Resource Reservation

Resource Reservation is an ability of koord-scheduler for reserving node resources for specific pods or workloads.

Introduction

Pods are fundamental for allocating node resources in Kubernetes, which bind resource requirements with business logic. However, we may allocate resources for specific pods or workloads not created yet in the scenarios below:

  1. Preemption: Existing preemption does not guarantee that only preempting pods can allocate preempted resources. We expect that the scheduler can “lock” resources preventing from allocation of other pods even if they have the same or higher priorities.
  2. De-scheduling: For the descheduler, it is better to ensure sufficient resources before pods get rescheduled.

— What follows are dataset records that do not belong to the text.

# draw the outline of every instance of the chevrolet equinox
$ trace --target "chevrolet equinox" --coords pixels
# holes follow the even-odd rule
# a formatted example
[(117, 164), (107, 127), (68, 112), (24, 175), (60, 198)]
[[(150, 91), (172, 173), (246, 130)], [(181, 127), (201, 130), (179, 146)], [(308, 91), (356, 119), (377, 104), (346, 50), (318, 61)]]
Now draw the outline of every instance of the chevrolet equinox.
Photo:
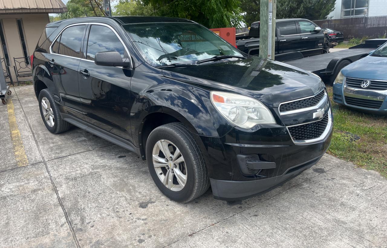
[(262, 194), (317, 163), (332, 116), (315, 75), (248, 55), (194, 22), (91, 17), (46, 25), (31, 56), (42, 119), (146, 160), (156, 185), (187, 202)]

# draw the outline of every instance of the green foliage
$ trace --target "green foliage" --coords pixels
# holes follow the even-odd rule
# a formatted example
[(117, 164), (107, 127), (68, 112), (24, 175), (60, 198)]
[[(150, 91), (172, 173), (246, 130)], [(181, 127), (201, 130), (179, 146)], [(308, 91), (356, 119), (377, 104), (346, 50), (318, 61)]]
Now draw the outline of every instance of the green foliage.
[(115, 7), (113, 15), (154, 15), (153, 9), (139, 0), (120, 0)]
[[(277, 0), (276, 18), (324, 19), (334, 9), (336, 0)], [(259, 20), (260, 0), (241, 0), (245, 20), (250, 25)]]
[(103, 3), (103, 0), (70, 0), (66, 4), (68, 11), (54, 17), (53, 21), (57, 20), (56, 19), (104, 16), (105, 14)]
[[(332, 87), (327, 88), (331, 99)], [(328, 153), (387, 177), (387, 117), (352, 110), (333, 101), (331, 103), (334, 123)], [(351, 140), (346, 132), (360, 138)]]
[(152, 10), (152, 15), (189, 19), (209, 28), (239, 27), (243, 20), (239, 0), (144, 0), (142, 3)]
[(245, 21), (250, 26), (254, 22), (259, 20), (260, 0), (241, 0), (241, 8), (246, 14)]
[(335, 8), (336, 0), (277, 0), (277, 19), (325, 19)]

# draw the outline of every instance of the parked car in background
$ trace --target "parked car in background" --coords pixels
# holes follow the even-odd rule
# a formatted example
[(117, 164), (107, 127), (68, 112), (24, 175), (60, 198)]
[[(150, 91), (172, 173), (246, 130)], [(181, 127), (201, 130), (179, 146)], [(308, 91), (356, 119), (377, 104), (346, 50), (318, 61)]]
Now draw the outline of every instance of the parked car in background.
[[(253, 22), (248, 34), (236, 36), (238, 49), (250, 55), (259, 54), (260, 24)], [(306, 19), (279, 19), (276, 25), (276, 54), (299, 51), (306, 57), (323, 53), (324, 33), (313, 22)]]
[(47, 129), (72, 124), (137, 153), (174, 200), (210, 183), (218, 199), (262, 193), (329, 145), (333, 117), (319, 77), (247, 55), (194, 22), (91, 17), (51, 28), (31, 59)]
[(368, 112), (387, 114), (387, 42), (344, 67), (333, 83), (333, 100)]
[(344, 41), (344, 35), (342, 32), (330, 28), (323, 28), (322, 29), (327, 32), (327, 34), (330, 42), (337, 42), (339, 43)]

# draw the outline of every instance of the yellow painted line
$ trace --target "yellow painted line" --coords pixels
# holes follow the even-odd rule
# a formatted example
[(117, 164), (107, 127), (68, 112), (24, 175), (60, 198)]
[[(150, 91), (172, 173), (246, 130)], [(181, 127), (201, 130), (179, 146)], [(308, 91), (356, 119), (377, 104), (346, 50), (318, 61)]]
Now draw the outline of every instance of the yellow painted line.
[(9, 131), (11, 132), (11, 138), (14, 144), (14, 152), (15, 153), (15, 158), (17, 162), (19, 167), (25, 166), (28, 164), (28, 160), (26, 155), (24, 146), (22, 141), (20, 132), (17, 127), (16, 123), (16, 118), (15, 116), (15, 107), (12, 102), (12, 99), (8, 99), (7, 104), (8, 111), (8, 121), (9, 122)]

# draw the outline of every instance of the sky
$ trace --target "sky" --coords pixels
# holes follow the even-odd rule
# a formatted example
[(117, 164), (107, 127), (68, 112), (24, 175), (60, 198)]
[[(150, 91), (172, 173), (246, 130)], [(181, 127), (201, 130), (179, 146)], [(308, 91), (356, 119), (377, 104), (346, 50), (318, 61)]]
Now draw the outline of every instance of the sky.
[[(63, 2), (63, 3), (66, 4), (69, 0), (62, 0), (62, 2)], [(110, 0), (110, 5), (111, 6), (112, 8), (114, 7), (116, 3), (112, 1), (111, 0)], [(57, 14), (48, 14), (48, 15), (50, 16), (56, 16)]]

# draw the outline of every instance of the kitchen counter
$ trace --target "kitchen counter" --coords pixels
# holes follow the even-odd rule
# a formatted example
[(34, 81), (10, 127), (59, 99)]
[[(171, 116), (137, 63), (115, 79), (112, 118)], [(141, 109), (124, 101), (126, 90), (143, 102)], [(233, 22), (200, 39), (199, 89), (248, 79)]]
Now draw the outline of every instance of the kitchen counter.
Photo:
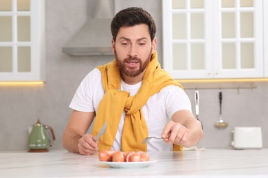
[(139, 168), (111, 168), (98, 154), (65, 150), (46, 153), (0, 151), (0, 177), (268, 177), (268, 149), (149, 152), (157, 162)]

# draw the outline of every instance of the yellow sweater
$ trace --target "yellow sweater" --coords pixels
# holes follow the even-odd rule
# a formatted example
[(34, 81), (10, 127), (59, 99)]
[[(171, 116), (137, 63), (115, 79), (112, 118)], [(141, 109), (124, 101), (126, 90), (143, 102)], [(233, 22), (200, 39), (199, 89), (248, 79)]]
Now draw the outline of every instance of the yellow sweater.
[[(96, 112), (91, 134), (96, 136), (102, 126), (107, 122), (104, 134), (99, 140), (99, 151), (111, 150), (115, 138), (122, 112), (126, 117), (122, 133), (121, 151), (147, 151), (147, 144), (142, 144), (148, 136), (148, 128), (142, 107), (150, 97), (162, 88), (174, 85), (182, 88), (165, 71), (157, 61), (157, 53), (152, 55), (145, 72), (142, 86), (134, 96), (120, 90), (121, 77), (115, 60), (98, 67), (102, 73), (104, 96)], [(173, 151), (181, 151), (182, 147), (173, 144)]]

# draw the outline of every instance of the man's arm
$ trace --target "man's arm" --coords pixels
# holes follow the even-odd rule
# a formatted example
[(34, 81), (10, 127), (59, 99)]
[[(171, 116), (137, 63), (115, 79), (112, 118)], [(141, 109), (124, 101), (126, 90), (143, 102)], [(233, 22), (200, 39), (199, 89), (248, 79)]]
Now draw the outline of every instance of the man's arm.
[(203, 138), (201, 123), (190, 111), (176, 112), (164, 128), (162, 137), (165, 142), (185, 147), (196, 145)]
[(63, 146), (70, 152), (92, 155), (98, 151), (98, 141), (86, 134), (95, 116), (95, 112), (73, 110), (63, 136)]

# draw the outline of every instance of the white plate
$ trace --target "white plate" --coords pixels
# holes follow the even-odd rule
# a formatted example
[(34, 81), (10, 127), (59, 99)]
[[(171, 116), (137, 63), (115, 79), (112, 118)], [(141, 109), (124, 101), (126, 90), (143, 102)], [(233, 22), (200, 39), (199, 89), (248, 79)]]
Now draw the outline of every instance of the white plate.
[(150, 164), (156, 162), (157, 160), (152, 160), (149, 162), (101, 162), (109, 166), (111, 168), (144, 168), (149, 166)]

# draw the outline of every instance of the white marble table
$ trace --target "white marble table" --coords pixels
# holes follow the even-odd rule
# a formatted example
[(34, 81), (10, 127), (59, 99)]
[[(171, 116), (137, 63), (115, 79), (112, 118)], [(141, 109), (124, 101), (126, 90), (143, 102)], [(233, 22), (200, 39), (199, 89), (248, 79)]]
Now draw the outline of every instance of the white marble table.
[(157, 162), (147, 167), (111, 168), (99, 162), (97, 154), (0, 151), (0, 177), (268, 177), (267, 149), (148, 153)]

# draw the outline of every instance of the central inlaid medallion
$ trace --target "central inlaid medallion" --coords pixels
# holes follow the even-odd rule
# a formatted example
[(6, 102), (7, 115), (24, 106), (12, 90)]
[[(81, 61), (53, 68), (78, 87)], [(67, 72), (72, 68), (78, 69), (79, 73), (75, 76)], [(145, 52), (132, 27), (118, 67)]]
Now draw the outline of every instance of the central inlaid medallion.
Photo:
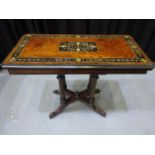
[(61, 42), (60, 51), (97, 51), (95, 42)]

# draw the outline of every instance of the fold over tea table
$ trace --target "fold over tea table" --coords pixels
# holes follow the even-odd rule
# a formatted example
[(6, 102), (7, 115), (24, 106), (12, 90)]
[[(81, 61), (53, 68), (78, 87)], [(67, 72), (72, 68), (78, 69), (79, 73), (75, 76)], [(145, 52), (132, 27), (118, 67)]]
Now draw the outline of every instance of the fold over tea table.
[[(97, 113), (95, 105), (99, 74), (144, 74), (153, 69), (152, 61), (129, 35), (26, 34), (3, 62), (10, 74), (58, 74), (60, 106), (53, 118), (68, 105), (81, 101)], [(87, 88), (73, 92), (65, 74), (90, 74)]]

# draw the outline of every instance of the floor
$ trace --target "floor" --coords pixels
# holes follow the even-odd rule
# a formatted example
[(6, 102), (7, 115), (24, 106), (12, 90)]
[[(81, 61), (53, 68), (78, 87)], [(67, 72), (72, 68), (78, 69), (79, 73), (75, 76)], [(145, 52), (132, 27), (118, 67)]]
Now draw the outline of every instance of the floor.
[[(88, 75), (67, 75), (82, 90)], [(155, 70), (146, 75), (102, 75), (96, 104), (106, 118), (80, 102), (49, 119), (59, 105), (56, 75), (9, 75), (0, 71), (0, 134), (155, 134)]]

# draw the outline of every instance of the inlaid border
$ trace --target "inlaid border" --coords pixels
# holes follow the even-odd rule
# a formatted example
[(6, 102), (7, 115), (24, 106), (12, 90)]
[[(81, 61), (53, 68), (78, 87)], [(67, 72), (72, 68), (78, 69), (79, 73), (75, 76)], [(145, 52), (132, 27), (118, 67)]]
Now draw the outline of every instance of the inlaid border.
[[(29, 39), (31, 37), (45, 37), (45, 38), (124, 38), (128, 44), (128, 46), (132, 49), (132, 51), (135, 53), (136, 58), (22, 58), (20, 57), (20, 53), (22, 52), (23, 48), (28, 43)], [(139, 46), (132, 40), (132, 38), (128, 35), (53, 35), (53, 34), (27, 34), (20, 42), (19, 46), (17, 47), (16, 51), (12, 55), (13, 61), (18, 62), (147, 62), (147, 60), (144, 57), (142, 49), (139, 48)]]

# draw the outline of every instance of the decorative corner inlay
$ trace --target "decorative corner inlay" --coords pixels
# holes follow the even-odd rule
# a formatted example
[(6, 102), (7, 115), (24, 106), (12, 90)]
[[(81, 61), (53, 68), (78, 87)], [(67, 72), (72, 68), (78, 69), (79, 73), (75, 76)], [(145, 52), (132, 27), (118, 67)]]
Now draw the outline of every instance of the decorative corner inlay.
[(61, 42), (60, 51), (97, 51), (95, 42)]

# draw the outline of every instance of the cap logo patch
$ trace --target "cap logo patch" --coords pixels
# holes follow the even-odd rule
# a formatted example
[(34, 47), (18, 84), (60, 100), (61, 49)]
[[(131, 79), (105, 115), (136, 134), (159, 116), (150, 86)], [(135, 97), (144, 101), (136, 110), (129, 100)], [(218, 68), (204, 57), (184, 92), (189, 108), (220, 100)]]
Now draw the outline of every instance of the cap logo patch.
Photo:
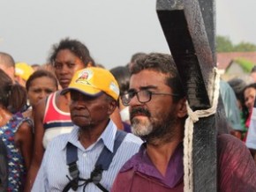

Otherwise, rescheduled pods may not be runnable anymore and make the belonging application disrupted.
  3. Horizontal scaling: To achieve more deterministic horizontal scaling, we expect to allocate node resources for the replicas to scale.
  4. Resource Pre-allocation: We may want to pre-allocate node resources for future resource demands even if the resources are not currently allocatable.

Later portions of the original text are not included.